Let's think about that statement. We have to make sure that teams with mediocre records – borderline LOSING records – are rewarded? Really?

Generally, winners are rewarded for their hard work. But that isn't the case anymore, and we have a generation of young people who believe that that they should get a participation trophy simply for showing up to work.

That said, the news isn't all bad. Millennials have been praised as the most creative generation, the most civic-minded generation, the most involved generation, and that's all true from my perspective. I'd like to add they also probably need the most communication of any generation.

My former boss was famous for not praising his employees. When asked why, his response was: "I'm not praising someone for doing their job that they get a paycheck to do."

That won't fly with Millennials. They need to be told they're doing a good job (or a bad job) without waiting for an annual review. They need to feel as if their contributions are appreciated (hence the importance of those participation trophies). They need to feel as if they are a part of the team and that their input has value.

Gary Wegryn spent 41 years working for three railroads, eventually becoming a senior manager and moving into safety for Norfolk Southern. Now retired from the railroad, he's a consultant with G.K. Safety Incentives. He acknowledges that many Millennials feel like "everyone is entitled to a trophy," but he also sees the plus side of working with them.

"They bring technology to the forefront. They will rewrite everything that's been taking place for the past 30 years," he said. "We need to get them involved in safety."

Soon, Wegryn noted, the workforce will be 50 percent or more Millennials, "and the number one reason why they leave a company is because they don't feel they're being utilized enough. They WANT to work.
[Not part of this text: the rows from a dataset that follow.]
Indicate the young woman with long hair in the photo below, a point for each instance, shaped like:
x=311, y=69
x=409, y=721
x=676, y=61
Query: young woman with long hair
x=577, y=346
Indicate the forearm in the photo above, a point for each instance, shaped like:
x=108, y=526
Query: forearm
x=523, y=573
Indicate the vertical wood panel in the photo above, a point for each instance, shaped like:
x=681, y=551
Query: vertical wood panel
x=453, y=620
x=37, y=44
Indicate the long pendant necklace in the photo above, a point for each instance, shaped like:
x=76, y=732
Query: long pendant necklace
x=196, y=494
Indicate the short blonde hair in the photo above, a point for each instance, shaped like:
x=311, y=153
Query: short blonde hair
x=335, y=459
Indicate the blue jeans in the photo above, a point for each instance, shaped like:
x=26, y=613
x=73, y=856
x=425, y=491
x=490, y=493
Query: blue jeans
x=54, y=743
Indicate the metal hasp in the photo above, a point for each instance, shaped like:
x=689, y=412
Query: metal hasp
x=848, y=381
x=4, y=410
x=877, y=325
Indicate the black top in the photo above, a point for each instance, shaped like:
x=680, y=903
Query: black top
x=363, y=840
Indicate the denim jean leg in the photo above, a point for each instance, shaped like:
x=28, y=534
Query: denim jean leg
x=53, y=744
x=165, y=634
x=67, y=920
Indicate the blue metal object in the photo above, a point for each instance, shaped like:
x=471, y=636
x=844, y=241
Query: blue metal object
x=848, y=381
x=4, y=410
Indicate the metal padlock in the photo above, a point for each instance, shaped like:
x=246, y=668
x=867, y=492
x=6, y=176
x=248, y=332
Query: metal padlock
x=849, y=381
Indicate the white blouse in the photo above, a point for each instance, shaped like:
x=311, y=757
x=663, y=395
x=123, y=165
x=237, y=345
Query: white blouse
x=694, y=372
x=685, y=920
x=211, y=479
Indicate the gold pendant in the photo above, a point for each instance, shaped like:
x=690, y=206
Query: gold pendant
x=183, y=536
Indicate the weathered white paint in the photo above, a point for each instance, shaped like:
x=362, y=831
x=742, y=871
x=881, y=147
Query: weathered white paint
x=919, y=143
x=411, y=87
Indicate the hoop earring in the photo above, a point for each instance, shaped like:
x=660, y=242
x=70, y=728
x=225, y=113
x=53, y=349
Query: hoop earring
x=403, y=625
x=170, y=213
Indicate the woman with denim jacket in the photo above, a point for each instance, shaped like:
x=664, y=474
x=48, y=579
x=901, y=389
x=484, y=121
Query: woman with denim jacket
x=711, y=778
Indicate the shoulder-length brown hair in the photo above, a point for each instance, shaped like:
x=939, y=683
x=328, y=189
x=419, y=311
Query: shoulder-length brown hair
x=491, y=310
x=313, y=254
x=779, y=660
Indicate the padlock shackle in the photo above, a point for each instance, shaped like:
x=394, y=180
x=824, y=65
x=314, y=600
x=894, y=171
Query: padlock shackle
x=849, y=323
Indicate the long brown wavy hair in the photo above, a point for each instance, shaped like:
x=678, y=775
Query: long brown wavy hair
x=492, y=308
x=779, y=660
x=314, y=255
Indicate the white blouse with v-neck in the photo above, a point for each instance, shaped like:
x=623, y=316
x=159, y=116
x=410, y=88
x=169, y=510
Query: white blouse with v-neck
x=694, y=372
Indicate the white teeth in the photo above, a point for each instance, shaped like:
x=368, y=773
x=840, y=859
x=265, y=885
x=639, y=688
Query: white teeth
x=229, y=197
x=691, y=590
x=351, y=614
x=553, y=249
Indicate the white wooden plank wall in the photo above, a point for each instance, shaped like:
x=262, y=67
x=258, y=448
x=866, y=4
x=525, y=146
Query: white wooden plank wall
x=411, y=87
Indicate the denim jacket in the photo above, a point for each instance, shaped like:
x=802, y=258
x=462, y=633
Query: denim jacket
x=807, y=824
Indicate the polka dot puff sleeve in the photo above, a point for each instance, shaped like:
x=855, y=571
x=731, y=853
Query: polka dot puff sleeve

I call some Baby Boomers 'retired in place.' They don't want to do extra work or learn new skills, not really."

He said that when he's having a discussion with Millennials and Baby Boomers or Gen X workers about safety, he's often challenged by the Millenials to explain why it's important to work a certain way or wear PPE. The Baby Boomers in the discussion respond by telling them "This is the right way to do this" or "This is how we've always done this," said Wegryn.
That's when Wegryn challenges all of the workers and asks, "Is it the right way to do it?" He asks them to come up with a different way of doing things to eliminate risk and improve safety outcomes, and the Millennials often rise to the challenge.

His advice is to acknowledge the differences between the communication styles of the various generations of employees in the workforce, offer praise when it's deserved and make everyone part of the solution, rather than viewing certain groups as part of the problem.

"Have those crucial conversations with Millennials. Provide instant feedback. Mentor them and not with the guy that's been doing it wrong for 20 years," suggested Wegryn. "Get them involved in safety and I guarantee the workplace will change for the better."